Construcción de una biblioteca de mutantes Tn5
Los mutantes Tn5 se generaron mediante mutagénesis aleatoria utilizando una PCR propensa a errores en toda la transposasa Tn5 de tipo salvaje (código de acceso NCBI ‘3ECP_A’, archivo adicional 1). La saturación del sitio se realizó en el sitio de unión al ADN modelado de la proteína. Los fragmentos de Tn5 mutagenizados se insertaron en un vector pET11a modificado para su expresión en E. coli (Illumina Madison). El vector es resistente a la kanamysina para lograr la estabilidad del plásmido y tiene una fusión Strep Tag II-sumo aguas abajo del promotor T7/operón Lac en el N-terminal de la región de codificación de Tn5 para facilitar la purificación. Las mutaciones conductoras identificadas por regresión lineal se combinaron mediante mutagénesis dirigida al sitio estándar (Qiagen).

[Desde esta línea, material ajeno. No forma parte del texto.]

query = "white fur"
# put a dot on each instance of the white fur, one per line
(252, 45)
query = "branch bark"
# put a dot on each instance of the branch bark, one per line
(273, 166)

Expresión y purificación de la proteína mutante
Se chapó la biblioteca de mutantes, se seleccionaron colonias individuales para inocular 1 L de medio de caldo Luria (LB) con 50 μg/mL de kan y se dejaron crecer hasta una DO600 = 0,5. A continuación, se indujo la expresión de las transposasas mutantes Tn5 mediante la adición de 100 μM de isopropil β-D-1-tiogalactopiranósido (IPTG) y se continuó la incubación a 18 °C durante 19 h.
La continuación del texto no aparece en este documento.